You are viewing a plain text version of this content. The canonical link for it is here.
Posted to java-user@lucene.apache.org by Stephane Fellah <sf...@smartrealm.com> on 2011/03/11 04:29:30 UTC

Indexing of multilingual labels

I  am trying to index in Lucene a field that could have label of concepts in
different languages. Most of the approaches I have seen so far are:

   -

   Use a single index, where each document has a field per each language it
   uses, or
   -

   Use M indexes, M being the number of languages in the corpus.
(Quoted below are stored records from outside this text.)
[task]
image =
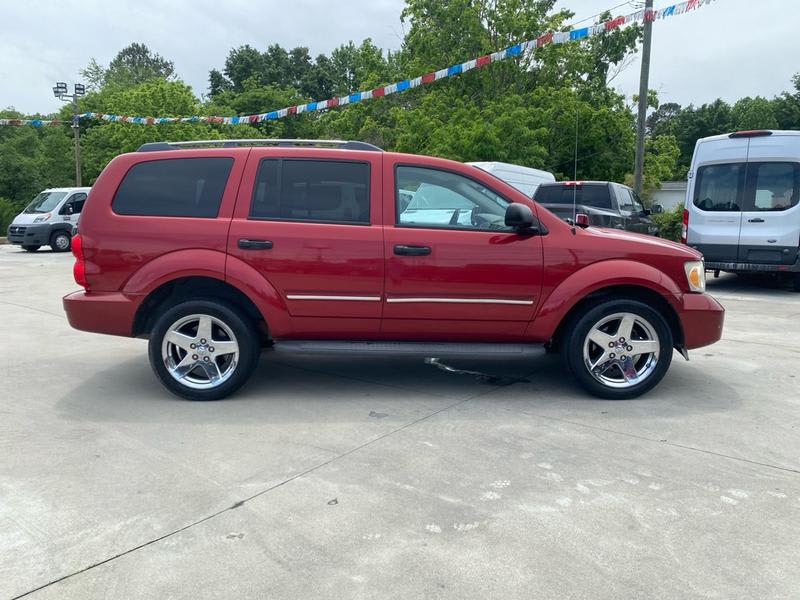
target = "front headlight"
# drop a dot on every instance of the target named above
(696, 275)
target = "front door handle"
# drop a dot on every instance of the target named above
(245, 244)
(404, 250)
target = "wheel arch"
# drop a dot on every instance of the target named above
(179, 289)
(621, 292)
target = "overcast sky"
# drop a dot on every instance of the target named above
(728, 49)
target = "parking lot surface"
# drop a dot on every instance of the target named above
(328, 477)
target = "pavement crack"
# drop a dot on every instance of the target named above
(658, 441)
(243, 501)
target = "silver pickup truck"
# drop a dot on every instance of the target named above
(607, 204)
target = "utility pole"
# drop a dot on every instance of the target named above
(60, 92)
(643, 88)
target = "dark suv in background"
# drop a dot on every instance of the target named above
(607, 204)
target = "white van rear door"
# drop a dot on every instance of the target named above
(771, 219)
(715, 216)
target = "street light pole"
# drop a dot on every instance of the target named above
(643, 88)
(60, 92)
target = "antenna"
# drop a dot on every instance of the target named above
(575, 174)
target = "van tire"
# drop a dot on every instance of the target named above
(60, 241)
(223, 316)
(649, 325)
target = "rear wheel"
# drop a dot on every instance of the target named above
(203, 349)
(60, 241)
(618, 349)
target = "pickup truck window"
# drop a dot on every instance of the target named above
(329, 191)
(441, 199)
(777, 185)
(587, 194)
(175, 187)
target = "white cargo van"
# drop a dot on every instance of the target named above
(525, 179)
(742, 208)
(48, 220)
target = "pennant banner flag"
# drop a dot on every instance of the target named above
(558, 37)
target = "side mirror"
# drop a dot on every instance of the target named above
(519, 216)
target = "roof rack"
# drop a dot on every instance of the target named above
(345, 145)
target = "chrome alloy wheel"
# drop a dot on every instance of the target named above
(200, 351)
(621, 350)
(62, 242)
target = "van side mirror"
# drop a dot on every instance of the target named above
(519, 217)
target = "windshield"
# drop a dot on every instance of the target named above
(45, 202)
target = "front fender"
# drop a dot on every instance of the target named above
(594, 277)
(262, 293)
(215, 265)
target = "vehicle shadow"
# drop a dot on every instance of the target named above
(756, 283)
(330, 389)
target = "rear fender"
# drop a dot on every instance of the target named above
(215, 265)
(592, 278)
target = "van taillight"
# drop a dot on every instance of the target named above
(685, 227)
(79, 269)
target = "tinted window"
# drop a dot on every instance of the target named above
(718, 187)
(588, 194)
(178, 187)
(312, 190)
(776, 185)
(433, 198)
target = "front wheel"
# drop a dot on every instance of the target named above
(60, 241)
(619, 349)
(203, 349)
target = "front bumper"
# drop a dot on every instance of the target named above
(738, 267)
(111, 313)
(701, 319)
(29, 235)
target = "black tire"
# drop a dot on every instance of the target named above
(651, 368)
(60, 240)
(244, 333)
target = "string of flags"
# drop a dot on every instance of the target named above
(553, 37)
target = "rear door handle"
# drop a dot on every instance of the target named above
(255, 244)
(404, 250)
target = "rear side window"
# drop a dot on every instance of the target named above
(776, 186)
(177, 187)
(330, 191)
(588, 194)
(719, 187)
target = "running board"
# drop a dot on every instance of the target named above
(417, 349)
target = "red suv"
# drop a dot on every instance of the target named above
(215, 250)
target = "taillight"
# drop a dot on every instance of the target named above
(685, 227)
(79, 269)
Lucene 2.9+ has a feature called Payload that allows to attach attributes to
term. Is anyone use this mechanism to store language (or other attributes
such as datatypes) information ? Does this approach if labels are the same
in different languages (does it break inverted index) ? How is performance
compared to the two other approaches ? Any pointer on source code showing
how it is done would help.

Thanks

-- 
Stephane Fellah, M.Sc, B.Sc
Principal Engineer/Product Manager
smartRealm LLC
201 Loudoun St. SW
Leesburg, VA 20175
Tel: 703 669 5514
Cell: 571 502 8478
Fax: 703 669 5515

Re: Indexing of multilingual labels

Posted by Paul Libbrecht <pa...@hoplahup.net>.
Stephane,

I think that you have the freedom to put what you want in the stored value of a field.

The simplest would even be to make it that the fields that you want to use for display are stored, preformatted, xml-ished, owl-ified, or json-ized, to be separate from the indexed fields (where you are only interested to the plain text). 
Payloads seem to be doing a similar job as a separate stored, non-indexed field.

The best approach I had thus far was to use a multiplexing analyzer (which is called for indexed fields only anyways) that recognizes the language by the suffix of the field name.

As to the difference between one index and several fields or one field in many indices, I think it is just a programming difference. The tf and idf are always done at the term level so they make no difference. 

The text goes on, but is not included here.